DM Reyes is a teacher from the Filipino Department of Ateneo de Manila University. In 2001, he contributed a story entitled "Vespers at a Monastery Garden in Tagaytay" to Heights, a publication of literary works in Ateneo. This poem, which talks about creating a new life after a devastating storm, appeared in the story. The poem illustrates the hope of rebuilding a new world that promises “sweetness and radiance”. In itself, the title "World’s Ark" expresses that the poem was based on the Bible story "Noah’s Ark".

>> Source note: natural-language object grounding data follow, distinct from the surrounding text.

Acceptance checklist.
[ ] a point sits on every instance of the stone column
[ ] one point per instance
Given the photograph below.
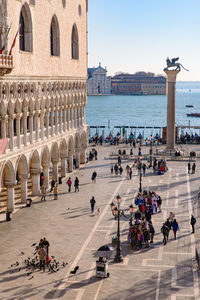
(31, 128)
(46, 175)
(47, 124)
(3, 128)
(18, 131)
(70, 162)
(42, 125)
(35, 176)
(23, 180)
(56, 121)
(10, 197)
(68, 119)
(25, 129)
(64, 119)
(55, 170)
(77, 157)
(52, 122)
(171, 108)
(63, 166)
(11, 132)
(36, 127)
(83, 156)
(60, 120)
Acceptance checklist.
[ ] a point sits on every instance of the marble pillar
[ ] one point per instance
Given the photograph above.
(55, 170)
(23, 180)
(46, 175)
(63, 167)
(35, 176)
(70, 162)
(10, 197)
(171, 108)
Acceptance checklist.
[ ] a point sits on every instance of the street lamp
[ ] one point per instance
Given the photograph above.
(117, 212)
(151, 151)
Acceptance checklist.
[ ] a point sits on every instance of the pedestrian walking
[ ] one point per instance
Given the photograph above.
(43, 193)
(42, 257)
(193, 168)
(171, 216)
(46, 245)
(120, 170)
(55, 192)
(116, 169)
(95, 154)
(92, 204)
(144, 169)
(165, 232)
(111, 169)
(94, 176)
(151, 231)
(175, 227)
(159, 203)
(193, 222)
(76, 184)
(189, 167)
(52, 185)
(69, 183)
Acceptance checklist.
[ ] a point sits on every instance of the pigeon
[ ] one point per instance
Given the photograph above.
(75, 270)
(29, 273)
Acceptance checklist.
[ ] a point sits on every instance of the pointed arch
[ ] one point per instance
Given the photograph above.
(25, 29)
(54, 37)
(75, 42)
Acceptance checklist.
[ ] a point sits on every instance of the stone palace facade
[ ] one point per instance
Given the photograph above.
(98, 82)
(42, 94)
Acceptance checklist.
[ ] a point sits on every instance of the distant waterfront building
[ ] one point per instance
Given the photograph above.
(43, 133)
(98, 83)
(140, 83)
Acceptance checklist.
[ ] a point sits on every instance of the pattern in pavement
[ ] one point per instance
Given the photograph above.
(159, 272)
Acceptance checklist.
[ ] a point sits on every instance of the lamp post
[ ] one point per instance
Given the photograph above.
(118, 257)
(151, 151)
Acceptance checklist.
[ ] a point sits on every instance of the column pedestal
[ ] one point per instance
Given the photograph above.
(70, 162)
(11, 198)
(171, 108)
(23, 190)
(63, 167)
(35, 183)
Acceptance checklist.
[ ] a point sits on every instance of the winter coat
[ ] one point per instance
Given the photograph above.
(42, 253)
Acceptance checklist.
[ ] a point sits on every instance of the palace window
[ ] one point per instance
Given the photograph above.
(74, 43)
(25, 29)
(55, 37)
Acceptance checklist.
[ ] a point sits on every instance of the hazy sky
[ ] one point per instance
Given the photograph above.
(138, 35)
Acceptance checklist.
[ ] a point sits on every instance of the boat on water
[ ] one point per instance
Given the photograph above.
(197, 115)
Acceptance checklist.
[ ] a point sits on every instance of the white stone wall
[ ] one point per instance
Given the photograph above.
(40, 62)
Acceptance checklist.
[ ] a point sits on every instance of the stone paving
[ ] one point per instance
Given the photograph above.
(160, 272)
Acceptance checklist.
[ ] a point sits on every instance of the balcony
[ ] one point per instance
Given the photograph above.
(6, 64)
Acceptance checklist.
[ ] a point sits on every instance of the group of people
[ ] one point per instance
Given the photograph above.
(92, 154)
(43, 253)
(192, 169)
(159, 166)
(148, 202)
(141, 231)
(170, 223)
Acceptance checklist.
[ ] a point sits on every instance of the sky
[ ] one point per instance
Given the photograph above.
(138, 35)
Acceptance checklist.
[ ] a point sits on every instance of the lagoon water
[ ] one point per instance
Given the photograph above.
(143, 110)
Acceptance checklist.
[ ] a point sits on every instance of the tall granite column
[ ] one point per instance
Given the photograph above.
(171, 108)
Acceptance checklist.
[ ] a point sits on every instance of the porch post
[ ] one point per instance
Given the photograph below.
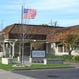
(13, 48)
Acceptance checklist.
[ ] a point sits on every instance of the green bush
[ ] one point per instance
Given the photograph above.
(67, 57)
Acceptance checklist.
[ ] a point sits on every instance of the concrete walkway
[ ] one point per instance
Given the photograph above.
(75, 65)
(9, 75)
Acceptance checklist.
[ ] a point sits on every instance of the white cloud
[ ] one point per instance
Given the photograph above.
(53, 4)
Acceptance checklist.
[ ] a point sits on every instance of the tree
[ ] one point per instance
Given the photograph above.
(71, 42)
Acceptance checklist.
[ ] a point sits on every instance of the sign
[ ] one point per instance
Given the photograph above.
(38, 53)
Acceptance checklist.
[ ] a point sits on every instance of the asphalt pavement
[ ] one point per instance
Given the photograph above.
(9, 75)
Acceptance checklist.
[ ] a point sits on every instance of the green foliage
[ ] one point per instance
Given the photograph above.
(75, 58)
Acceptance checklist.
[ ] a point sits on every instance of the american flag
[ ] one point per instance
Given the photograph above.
(29, 13)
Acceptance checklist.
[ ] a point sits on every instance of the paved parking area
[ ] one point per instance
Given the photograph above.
(9, 75)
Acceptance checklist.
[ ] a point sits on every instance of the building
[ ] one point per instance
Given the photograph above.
(17, 38)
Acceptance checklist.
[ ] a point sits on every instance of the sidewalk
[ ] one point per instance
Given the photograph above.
(75, 65)
(9, 75)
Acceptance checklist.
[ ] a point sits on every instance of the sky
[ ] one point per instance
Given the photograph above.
(64, 12)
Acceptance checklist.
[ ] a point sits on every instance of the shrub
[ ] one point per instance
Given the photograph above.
(75, 58)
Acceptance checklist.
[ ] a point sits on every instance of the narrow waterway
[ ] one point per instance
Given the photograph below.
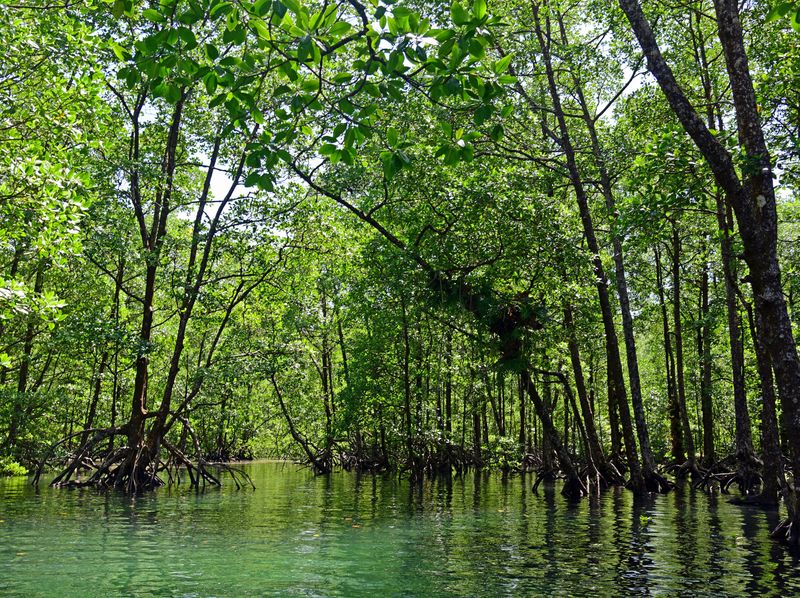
(345, 535)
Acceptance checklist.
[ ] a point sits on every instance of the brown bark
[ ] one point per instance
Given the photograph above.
(616, 383)
(753, 201)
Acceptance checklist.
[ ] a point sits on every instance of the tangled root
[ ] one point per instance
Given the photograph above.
(136, 468)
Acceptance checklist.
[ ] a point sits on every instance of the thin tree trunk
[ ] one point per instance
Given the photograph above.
(688, 439)
(617, 394)
(676, 435)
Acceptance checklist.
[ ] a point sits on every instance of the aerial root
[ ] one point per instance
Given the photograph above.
(133, 468)
(655, 482)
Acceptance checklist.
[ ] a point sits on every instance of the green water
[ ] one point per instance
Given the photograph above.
(342, 535)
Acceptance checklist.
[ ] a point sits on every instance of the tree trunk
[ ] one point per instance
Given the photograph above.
(679, 380)
(676, 435)
(753, 200)
(616, 383)
(704, 353)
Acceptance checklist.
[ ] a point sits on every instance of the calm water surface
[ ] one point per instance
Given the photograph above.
(345, 535)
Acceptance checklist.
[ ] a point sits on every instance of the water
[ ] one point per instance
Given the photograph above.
(342, 535)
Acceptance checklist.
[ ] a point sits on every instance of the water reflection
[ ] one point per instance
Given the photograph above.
(348, 535)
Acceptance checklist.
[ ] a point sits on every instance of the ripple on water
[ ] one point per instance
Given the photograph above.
(344, 535)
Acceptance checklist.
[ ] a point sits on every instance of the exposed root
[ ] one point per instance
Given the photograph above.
(688, 469)
(138, 468)
(655, 482)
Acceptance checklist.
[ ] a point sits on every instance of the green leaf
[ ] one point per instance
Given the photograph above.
(261, 7)
(340, 28)
(187, 37)
(779, 10)
(211, 52)
(152, 15)
(476, 49)
(501, 66)
(210, 81)
(392, 137)
(497, 132)
(292, 5)
(118, 9)
(459, 14)
(796, 21)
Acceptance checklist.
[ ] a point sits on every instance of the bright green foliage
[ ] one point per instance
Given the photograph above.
(361, 195)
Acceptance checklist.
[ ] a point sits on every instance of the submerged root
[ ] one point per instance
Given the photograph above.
(137, 468)
(655, 482)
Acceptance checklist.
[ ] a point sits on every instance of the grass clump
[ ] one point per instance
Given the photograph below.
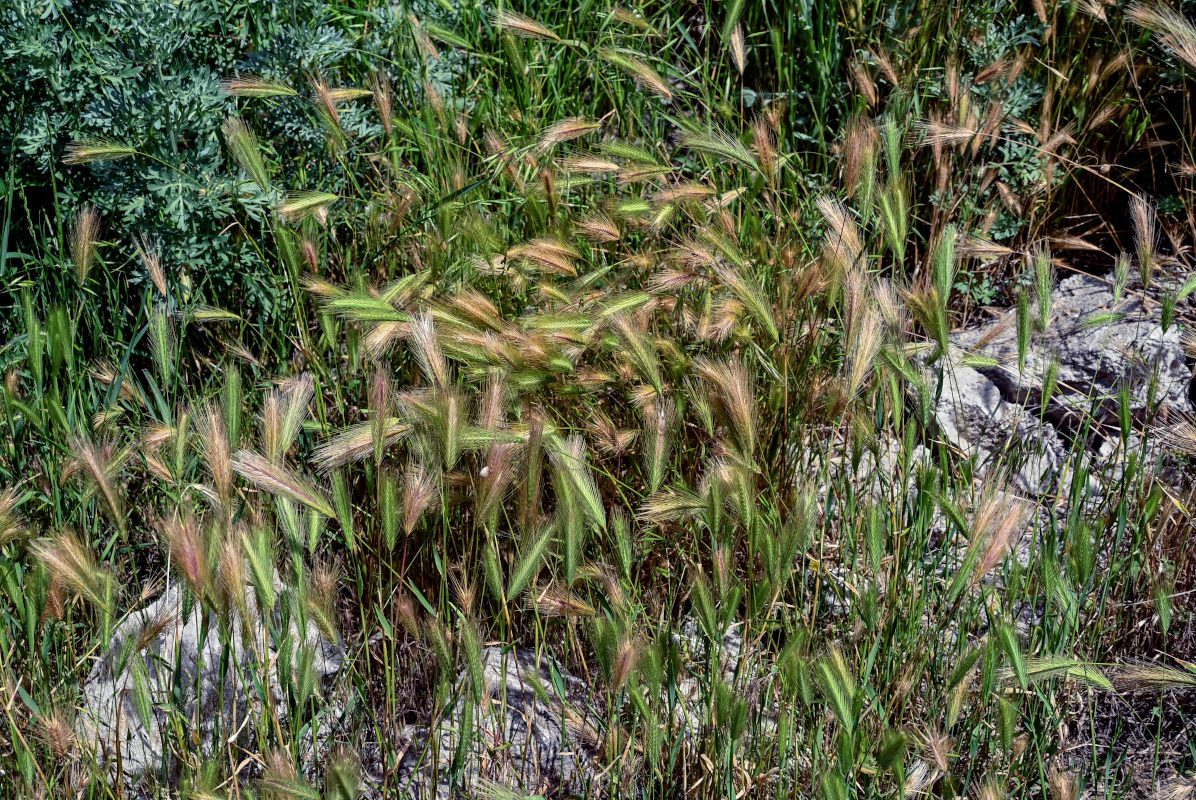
(611, 347)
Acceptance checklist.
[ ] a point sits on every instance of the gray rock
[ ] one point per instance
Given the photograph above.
(994, 413)
(524, 736)
(191, 681)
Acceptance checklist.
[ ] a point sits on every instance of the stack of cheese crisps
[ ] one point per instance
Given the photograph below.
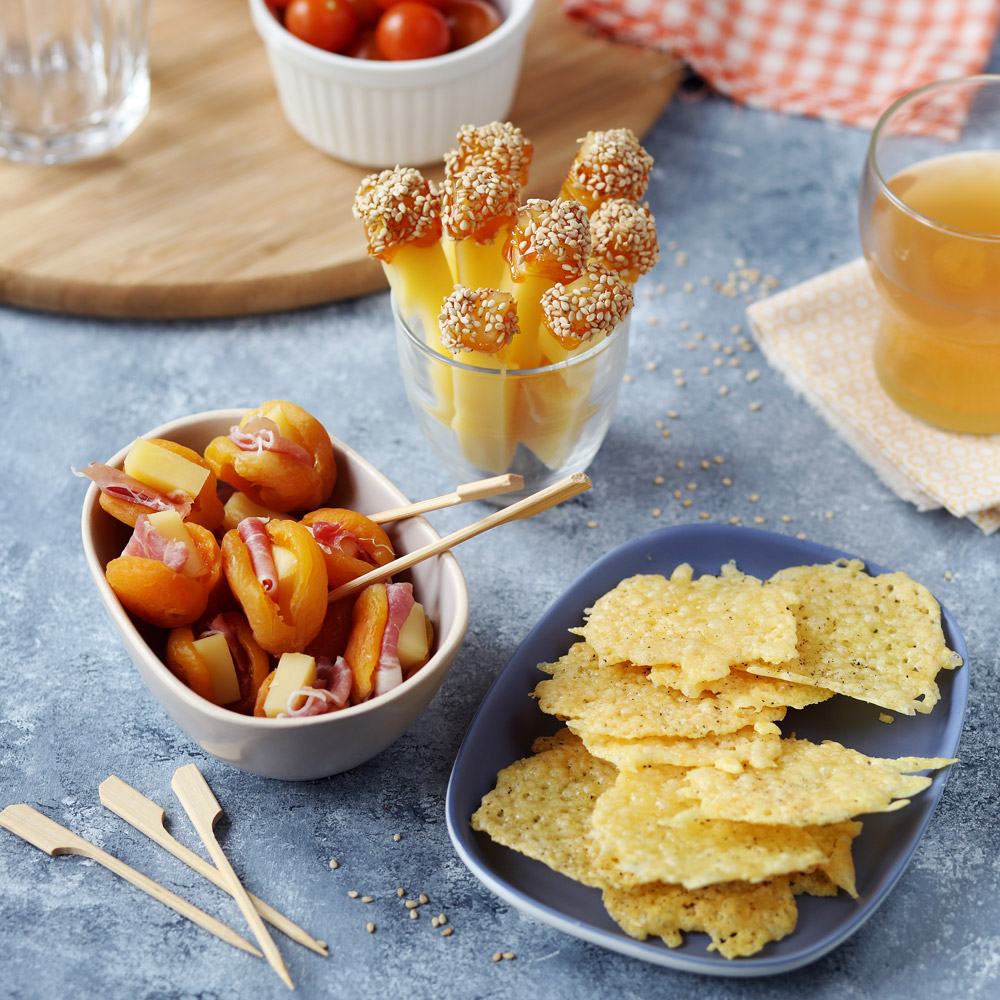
(672, 788)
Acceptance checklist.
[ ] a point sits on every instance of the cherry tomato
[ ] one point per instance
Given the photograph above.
(327, 24)
(470, 20)
(364, 46)
(368, 12)
(412, 30)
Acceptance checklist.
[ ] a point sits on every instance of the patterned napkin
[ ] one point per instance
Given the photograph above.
(841, 60)
(819, 336)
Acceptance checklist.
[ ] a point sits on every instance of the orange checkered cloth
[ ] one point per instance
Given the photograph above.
(840, 60)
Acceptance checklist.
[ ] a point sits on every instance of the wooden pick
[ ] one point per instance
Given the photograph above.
(200, 804)
(147, 817)
(481, 489)
(47, 835)
(528, 507)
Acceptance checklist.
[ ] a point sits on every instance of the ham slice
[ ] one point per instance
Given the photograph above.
(329, 692)
(388, 672)
(147, 543)
(258, 542)
(116, 484)
(336, 538)
(262, 434)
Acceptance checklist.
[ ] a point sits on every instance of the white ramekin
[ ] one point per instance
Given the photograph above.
(382, 114)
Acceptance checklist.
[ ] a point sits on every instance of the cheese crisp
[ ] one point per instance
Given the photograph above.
(810, 783)
(618, 700)
(639, 827)
(874, 638)
(703, 626)
(755, 746)
(541, 807)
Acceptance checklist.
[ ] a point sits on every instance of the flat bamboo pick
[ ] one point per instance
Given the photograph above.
(147, 817)
(200, 804)
(481, 489)
(528, 507)
(47, 835)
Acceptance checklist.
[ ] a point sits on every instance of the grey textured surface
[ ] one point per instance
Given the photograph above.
(729, 183)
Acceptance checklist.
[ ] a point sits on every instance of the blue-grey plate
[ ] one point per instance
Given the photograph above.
(508, 721)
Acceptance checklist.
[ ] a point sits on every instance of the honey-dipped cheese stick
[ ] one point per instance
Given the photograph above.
(499, 145)
(623, 237)
(478, 208)
(478, 326)
(610, 164)
(549, 244)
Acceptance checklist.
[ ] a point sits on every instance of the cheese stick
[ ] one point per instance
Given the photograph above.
(550, 243)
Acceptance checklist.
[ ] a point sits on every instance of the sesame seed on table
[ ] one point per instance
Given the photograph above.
(755, 202)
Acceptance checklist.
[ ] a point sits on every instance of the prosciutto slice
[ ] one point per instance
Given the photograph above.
(336, 538)
(115, 483)
(329, 692)
(263, 434)
(388, 672)
(258, 543)
(147, 543)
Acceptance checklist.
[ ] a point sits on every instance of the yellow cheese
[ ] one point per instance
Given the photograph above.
(295, 670)
(239, 506)
(169, 524)
(277, 414)
(215, 654)
(164, 470)
(412, 647)
(286, 563)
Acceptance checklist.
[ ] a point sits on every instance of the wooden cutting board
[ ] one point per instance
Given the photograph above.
(216, 207)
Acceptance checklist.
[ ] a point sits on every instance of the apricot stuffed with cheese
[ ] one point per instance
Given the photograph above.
(276, 572)
(167, 571)
(279, 455)
(159, 475)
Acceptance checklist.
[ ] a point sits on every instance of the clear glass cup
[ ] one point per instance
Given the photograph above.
(930, 228)
(542, 423)
(74, 76)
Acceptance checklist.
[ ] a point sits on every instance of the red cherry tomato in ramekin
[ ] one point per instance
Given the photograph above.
(327, 24)
(412, 30)
(470, 20)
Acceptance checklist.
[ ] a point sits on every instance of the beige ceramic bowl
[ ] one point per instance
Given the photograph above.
(291, 749)
(380, 114)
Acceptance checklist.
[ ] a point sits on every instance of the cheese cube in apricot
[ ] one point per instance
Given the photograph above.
(294, 670)
(164, 470)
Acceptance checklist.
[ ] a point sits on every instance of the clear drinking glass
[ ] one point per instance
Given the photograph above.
(542, 423)
(930, 228)
(74, 76)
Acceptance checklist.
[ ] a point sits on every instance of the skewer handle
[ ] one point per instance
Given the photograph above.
(47, 835)
(201, 805)
(147, 817)
(481, 489)
(528, 507)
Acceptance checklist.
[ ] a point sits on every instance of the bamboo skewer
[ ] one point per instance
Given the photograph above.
(47, 835)
(478, 490)
(192, 789)
(548, 497)
(147, 817)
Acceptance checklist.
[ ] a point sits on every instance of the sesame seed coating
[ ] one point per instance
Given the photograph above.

This poem reminds me of the Tsunami disaster that wiped out over two hundred thousand people from various Asian countries. "Noah’s Ark" and the Tsunami phenomenon have two things in common- they both caused mass destruction and widespread death. These tragedies however, though bleak as they seem, may also bring out something good- and that is hope. In the poem, vestiges of land for habitation reappear once more, whereas people from all over the world join in the relief effort to reconstruct the lives of Tsunami victims who were spared from death.

Victoria Hernandez

World’s Ark
DM Reyes

Dove which outruled the flood,
And tucked on its bill
The blessed sprig,
It plucked the shining olive
From the hill.

The wet leaves took their sheen
From the sun, sipping light
Like sacramental wine, turning it
To green hue and pure breath-

Intelligent blending of the body
With the world’s ray.
Old Earth baptized with light
From the radiant flame,

Receive this golden ray, trans-
Form it into fruit and take our hunger-
Watemelon globes sliced on the shore,
Purple grapes bursting on the hills

Of Provence, Balicasag oranges
Raised to Santiago de Compostela,
Horse rider and saint
Of the burned island.

Dayspring’s radiance is more
Than creation’s maxim, the night
Its weary hue. Here is resplendence,
Blessed, broken, and shared:

Golden crown of flowers declaring
Summer on a boulevard of trees,
Jasmine blooms filling the garden
With sweetness after rain,

These eyes struck with wonder-
Beholding the world, as from Noah’s
Lifted windows, sighting the world’s ark
Of greenest things.

Source: Heights XLVIII, No. 1, Copyright 2000. (From the Ateneo-Heights National Writers Workshop)

1 comment:

Anonymous said...

symbolically, this poem says the cliche "after the rain comes the sun." It is obviously speaking of hope after sorrow.